Terrence Malick... Le sublime !! Magnifique moment de grâce cinématographique. Un hymne à la liberté, à l'amour et à tous ces héros anonymes qui ont donné leur vie pour cette liberté. Ce film est un hommage au combat d'un homme, Franz Jägerstätter, qui refuse de prêter allégeance à Hitler, non pas pour des raisons "politiques", mais parce qu'il sait que son acte est la voie juste... En fin de film, cette citation de George Eliot "… car le bien croissant du monde dépend en partie d’actes non historiques ; et si les choses ne vont pas pour vous et moi aussi mal qu’elles auraient pu aller, nous en sommes redevables en partie à ceux qui ont vécu fidèlement une vie cachée et qui reposent dans des tombes délaissées". 

 

 

"Sympathie pour le diable" de Guillaume de Fontenay 

 

Un film choc ! Quand la fiction devient la trame vivante du réel... La force de la mémoire contre l'oubli. Et toutes ces blessures qui altèrent...

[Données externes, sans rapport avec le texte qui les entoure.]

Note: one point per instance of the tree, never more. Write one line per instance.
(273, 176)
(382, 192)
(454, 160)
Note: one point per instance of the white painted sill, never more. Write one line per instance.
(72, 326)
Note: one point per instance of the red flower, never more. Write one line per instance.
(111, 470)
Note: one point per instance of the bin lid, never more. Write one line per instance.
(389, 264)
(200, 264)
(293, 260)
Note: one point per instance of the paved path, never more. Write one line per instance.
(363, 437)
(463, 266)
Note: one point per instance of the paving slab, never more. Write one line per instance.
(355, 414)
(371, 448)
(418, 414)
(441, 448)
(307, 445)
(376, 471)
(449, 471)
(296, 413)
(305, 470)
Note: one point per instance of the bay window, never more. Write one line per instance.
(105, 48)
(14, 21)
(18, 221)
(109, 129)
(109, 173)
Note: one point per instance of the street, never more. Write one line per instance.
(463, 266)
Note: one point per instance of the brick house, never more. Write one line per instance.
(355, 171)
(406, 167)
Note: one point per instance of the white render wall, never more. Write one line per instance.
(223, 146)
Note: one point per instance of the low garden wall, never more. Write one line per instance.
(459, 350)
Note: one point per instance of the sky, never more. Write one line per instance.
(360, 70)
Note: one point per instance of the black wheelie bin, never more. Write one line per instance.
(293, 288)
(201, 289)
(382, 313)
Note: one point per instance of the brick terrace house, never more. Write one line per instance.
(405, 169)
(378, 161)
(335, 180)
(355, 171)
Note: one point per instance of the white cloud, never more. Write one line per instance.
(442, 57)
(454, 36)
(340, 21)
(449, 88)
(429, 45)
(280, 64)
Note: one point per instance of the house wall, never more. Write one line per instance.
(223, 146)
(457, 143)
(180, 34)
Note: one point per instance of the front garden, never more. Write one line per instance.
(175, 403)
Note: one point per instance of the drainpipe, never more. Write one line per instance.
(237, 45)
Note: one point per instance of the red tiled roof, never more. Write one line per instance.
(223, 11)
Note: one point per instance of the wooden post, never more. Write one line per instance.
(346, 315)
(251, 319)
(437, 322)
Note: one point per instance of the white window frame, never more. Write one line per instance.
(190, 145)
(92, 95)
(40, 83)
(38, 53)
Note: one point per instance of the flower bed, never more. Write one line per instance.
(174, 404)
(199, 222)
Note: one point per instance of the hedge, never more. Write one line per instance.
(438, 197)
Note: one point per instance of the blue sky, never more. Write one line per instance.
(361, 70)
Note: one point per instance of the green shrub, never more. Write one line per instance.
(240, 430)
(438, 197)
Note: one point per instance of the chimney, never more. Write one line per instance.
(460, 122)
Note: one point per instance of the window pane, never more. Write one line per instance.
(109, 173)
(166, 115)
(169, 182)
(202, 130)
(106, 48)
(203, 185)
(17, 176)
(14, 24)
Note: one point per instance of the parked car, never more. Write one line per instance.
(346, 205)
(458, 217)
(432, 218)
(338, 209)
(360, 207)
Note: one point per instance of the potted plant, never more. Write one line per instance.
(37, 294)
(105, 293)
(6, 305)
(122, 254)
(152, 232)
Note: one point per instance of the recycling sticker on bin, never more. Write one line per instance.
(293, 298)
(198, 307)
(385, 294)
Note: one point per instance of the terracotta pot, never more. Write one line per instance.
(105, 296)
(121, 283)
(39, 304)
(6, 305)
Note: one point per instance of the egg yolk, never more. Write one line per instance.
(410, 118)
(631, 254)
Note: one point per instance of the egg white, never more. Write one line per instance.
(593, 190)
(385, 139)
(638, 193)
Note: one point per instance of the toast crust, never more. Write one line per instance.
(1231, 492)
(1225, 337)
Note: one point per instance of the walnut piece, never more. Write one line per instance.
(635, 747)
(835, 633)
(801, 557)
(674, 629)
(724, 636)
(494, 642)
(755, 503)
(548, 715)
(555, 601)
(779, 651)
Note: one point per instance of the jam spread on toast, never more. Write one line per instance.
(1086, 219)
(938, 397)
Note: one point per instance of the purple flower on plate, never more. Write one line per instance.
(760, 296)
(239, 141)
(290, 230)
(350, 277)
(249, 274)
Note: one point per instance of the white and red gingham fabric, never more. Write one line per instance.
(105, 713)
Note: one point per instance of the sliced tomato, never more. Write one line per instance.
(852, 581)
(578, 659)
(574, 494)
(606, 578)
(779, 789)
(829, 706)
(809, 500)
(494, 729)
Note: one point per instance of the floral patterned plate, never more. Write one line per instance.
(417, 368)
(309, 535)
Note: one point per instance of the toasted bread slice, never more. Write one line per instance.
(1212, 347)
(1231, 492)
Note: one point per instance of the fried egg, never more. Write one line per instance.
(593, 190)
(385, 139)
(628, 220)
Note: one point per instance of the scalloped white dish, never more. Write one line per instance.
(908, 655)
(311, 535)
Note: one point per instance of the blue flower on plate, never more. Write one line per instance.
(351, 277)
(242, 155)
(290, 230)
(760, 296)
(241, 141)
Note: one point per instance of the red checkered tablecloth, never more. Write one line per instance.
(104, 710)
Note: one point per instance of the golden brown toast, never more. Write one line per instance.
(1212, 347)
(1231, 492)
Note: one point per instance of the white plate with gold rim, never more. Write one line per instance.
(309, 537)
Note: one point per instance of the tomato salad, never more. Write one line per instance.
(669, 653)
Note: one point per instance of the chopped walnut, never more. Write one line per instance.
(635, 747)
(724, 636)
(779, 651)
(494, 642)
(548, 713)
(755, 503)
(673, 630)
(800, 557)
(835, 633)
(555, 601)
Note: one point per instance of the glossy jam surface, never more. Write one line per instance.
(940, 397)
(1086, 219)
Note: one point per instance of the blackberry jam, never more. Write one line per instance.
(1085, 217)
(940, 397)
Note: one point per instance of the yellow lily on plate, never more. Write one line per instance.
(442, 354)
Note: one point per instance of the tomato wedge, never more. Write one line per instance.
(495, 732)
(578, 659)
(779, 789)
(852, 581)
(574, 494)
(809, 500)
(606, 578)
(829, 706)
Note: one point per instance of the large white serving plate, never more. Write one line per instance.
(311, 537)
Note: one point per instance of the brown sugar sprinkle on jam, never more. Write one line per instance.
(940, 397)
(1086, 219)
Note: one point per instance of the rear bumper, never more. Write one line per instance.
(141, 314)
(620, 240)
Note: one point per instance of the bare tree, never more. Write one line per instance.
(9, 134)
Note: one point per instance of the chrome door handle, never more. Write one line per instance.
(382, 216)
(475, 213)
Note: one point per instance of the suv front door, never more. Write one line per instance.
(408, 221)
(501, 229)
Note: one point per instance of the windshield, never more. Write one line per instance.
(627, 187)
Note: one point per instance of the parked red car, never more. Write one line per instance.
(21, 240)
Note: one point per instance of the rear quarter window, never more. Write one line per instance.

"Portrait de la jeune fille en feu" de Céline Sciamma

Une belle lumière. Une belle image. Des plans qui se veulent des tableaux. La montée interminable du désir... à l'ennui. Un univers clos entre femmes où les hommes "toiles de fond" n'apparaissent que dans les dernières scènes pour bien marquer le trait sur la place injuste des femmes dans le domaine de l'art...Une mayonnaise qui malheureusement ne prend pas, malgré la pertinence du propos. Quand la beauté de l'art pour l'art en fait perdre la trace et quand les causes les plus nobles deviennent caricaturales... le temps s'éternise dans l'attente du clap de fin. Quel dommage ! 

 

"Tu mérites un amour" de Hafsia Herzi

Ce film n'est qu'une succession de scènes, de gros plan (close-up) justifiant l'unique faire-valoir de Hafsia Herzi. Des scènes où tous les poncifs meublent la vacuité du scénario et ne nous sont pas épargnés. Ce film est un ennui total, parfois même un agacement à vouloir quitter la salle. Ce qui est rarissime en ce qui me concerne. Aller au cinéma cela a un sens... mais là... on est où ? Devant une mauvaise série télé ? Oserais-je dire... même pas ! Un no man's land qui nous renvoie aux pires clichés des souffrances amoureuses (et non de l'amour) sans l'once d'une authenticité. Les larmes coulent mais on n'y croit pas. La seule personne qui nous fait revenir "au cinéma" est Djanis Bouzyani dans le rôle d'Ali qu'il interprète génialement. Il m'a retenue, chaque fois que j'ai voulu quitter la salle.